J’ai alors opté pour le coup de fil à une amie. 

« Allô @Loupbouquin, ici Agathe the Book. Dis-moi, ça finit comment « Tenir jusqu’à l’aube » stp ?

— T’inquiète ma belle, tu peux le lire tranquille. Vraiment, c’est surtout la psychologie de la mère qui est explorée, pas d’horreurs, fais moi confiance. » 

Voilà l’amitié Bookstagram, des gens qui vous connaissent, vous rassurent, pas besoin de reprendre l’antécédent de vos névroses livresques.

J’ai donc lu ce roman, sereinement, les yeux ouverts sur ce thème très sensible. Il pointe la solitude, la détresse sournoise, les difficultés sociales et financières de notre époque où les mères ne se serrent plus les coudes toutes ensemble, leurs petits dans les pattes pendant qu’elles essorent les draps. Non ce n’était pas forcément plus facile avant, mais aujourd’hui, à part crier sa solitude sur les forums, à qui s’adresser quand on est seule, où se rendre à part ce square du bout de la rue qu’on ne peut plus voir en peinture ? Pourquoi est-ce encore aujourd’hui les pères qui se désabonnent de l’engagement parental comme on résilie une ligne téléphonique ? Bien sûr qu’il était primordial de parler de ce sujet, et surtout avec la talentueuse plume de Carole Fives, moderne et aiguisée, jamais plombante. Je vous le recommande.

Mes 7 livres marquants

Challenge prescription médicale, ordonnance faite par Charlotte Milandri que je remercie.
Un livre marquant par jour pendant 7 jours.
Forcément je vous mets les 7 d’un coup car je suis une grande rebelle.

L’été provoque souvent l’envie de faire des bilans et des remises en question, c’était l’occasion de fureter dans ma bibliothèque, de replonger dans des sensations inédites et d’avoir la réponse toute prête à cette question que l’on me pose parfois. Et toi Agathe, quels sont les livres qui t’ont marquée ? Euuu… (panique totale, aucun titre ne me venant à l’esprit)

Un livre marquant c’est quoi ?

Les livres marquants sont ceux qui vous changent et vous transforment. Ils sont ceux que je pourrais emmener sur une île déserte ou éventuellement dans ma pierre tombale —s’il faut vraiment passer par là.
Notons qu’il est beaucoup plus confortable d’en donner sept qu’un seul, car il est très difficile de trouver LE livre qui nous représente complètement, même 7 titres c’est encore trop peu. Il manque Kundera, Foenkinos, Ducrozet, Ernaux, Bourdeaut et tant d’autres à cette liste… Cela rejoint d’ailleurs ma théorie sur les tatouages, (petite digression) je connais très peu de gens qui n’en ont qu’un, et ces derniers projettent souvent d’en faire un autre, car un seul dessin est insuffisant pour définir les êtres complexes que nous sommes; voilà pourquoi on peut se retrouver la peau couverte d’encre ou mourir sous une pile de livres… grâce à notre immense complexité d’âme.

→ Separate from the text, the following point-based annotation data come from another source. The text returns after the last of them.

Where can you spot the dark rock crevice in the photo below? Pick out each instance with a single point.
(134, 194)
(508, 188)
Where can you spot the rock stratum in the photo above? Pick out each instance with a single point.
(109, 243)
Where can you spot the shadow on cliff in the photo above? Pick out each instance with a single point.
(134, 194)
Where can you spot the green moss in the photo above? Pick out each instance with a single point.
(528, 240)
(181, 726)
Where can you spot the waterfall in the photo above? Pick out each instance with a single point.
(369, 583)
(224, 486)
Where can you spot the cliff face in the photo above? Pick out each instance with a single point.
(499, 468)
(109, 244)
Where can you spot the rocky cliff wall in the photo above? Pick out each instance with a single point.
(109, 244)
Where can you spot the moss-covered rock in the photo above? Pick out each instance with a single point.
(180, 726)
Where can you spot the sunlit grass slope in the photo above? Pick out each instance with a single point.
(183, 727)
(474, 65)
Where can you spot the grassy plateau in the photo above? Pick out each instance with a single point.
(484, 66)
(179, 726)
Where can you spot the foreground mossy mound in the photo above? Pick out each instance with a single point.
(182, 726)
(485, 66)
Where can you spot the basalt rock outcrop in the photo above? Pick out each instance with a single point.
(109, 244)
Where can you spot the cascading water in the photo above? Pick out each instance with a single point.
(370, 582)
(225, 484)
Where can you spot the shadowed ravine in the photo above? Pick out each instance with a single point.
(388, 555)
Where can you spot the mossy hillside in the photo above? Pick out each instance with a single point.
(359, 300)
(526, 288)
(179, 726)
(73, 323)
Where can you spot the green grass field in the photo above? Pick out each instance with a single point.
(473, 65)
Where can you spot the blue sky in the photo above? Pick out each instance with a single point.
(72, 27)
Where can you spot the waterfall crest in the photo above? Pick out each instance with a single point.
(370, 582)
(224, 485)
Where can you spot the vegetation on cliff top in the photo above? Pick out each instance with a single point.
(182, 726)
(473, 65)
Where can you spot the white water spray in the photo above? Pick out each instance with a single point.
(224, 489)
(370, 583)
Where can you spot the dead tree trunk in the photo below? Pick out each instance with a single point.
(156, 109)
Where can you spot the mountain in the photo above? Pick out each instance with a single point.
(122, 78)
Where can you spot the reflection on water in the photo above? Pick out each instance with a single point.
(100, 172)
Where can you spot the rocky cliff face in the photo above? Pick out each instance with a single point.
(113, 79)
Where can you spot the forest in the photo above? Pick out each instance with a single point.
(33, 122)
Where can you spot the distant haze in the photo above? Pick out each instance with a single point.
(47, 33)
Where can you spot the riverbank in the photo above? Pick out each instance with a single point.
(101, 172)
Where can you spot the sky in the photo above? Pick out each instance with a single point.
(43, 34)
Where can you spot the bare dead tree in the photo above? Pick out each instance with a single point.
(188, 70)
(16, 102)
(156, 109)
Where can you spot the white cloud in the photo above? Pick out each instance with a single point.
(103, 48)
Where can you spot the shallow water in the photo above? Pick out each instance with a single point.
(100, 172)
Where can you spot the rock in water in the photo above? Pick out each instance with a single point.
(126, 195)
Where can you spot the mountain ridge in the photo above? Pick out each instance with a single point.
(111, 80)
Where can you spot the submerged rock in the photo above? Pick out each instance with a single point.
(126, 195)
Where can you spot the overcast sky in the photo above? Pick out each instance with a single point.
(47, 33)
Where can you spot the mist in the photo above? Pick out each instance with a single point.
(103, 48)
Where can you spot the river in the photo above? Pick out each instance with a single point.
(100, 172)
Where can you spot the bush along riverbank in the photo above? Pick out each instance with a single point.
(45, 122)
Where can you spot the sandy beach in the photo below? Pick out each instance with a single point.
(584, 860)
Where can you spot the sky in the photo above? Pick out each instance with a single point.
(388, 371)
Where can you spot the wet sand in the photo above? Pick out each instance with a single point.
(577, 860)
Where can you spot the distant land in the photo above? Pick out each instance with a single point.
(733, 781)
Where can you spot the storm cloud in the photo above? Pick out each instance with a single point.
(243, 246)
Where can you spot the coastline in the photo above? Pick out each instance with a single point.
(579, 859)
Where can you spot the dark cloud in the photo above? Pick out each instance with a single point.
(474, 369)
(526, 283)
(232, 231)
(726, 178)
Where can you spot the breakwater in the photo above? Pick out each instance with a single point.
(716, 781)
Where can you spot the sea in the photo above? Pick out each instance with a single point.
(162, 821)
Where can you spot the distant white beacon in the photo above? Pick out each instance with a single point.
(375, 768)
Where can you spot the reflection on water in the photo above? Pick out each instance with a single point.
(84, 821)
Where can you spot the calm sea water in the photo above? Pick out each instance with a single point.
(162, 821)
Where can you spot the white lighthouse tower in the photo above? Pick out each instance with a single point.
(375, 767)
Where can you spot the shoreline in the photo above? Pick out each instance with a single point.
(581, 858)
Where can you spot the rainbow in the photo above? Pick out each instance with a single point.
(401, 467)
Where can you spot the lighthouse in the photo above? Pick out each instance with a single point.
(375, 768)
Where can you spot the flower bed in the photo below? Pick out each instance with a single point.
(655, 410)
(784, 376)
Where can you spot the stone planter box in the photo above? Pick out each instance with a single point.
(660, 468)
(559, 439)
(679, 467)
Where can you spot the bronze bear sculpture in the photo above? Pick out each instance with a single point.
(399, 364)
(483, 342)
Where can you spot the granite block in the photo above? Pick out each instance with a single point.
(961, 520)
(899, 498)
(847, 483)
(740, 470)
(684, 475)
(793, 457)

Pour ma part, je ne pense pas avoir des goûts très hétéroclites, je suis plutôt du genre passionnée, j’aime les premiers romans, les textes initiatiques, les jeunes auteurs, amoureux, décomplexés et sincères. Je suis loin d’être une intello de service comme le pensent mes proches qui ne lisent pas et qui ne savent pas à quel point les pages qui m’accaparent regorgent d’humour, de sexe et de psychologie humaine.

Pour moi un livre marquant doit être avant tout accessible un tant soit peu et ne jamais essayer de larguer son lecteur, tout en nous bluffant. Il doit nous procurer un état de grâce, nous faire voler, nous transcender. C’est ce qu’il m’est arrivé avec ces livres-là. Après eux, je n’ai plus été tout à fait la même.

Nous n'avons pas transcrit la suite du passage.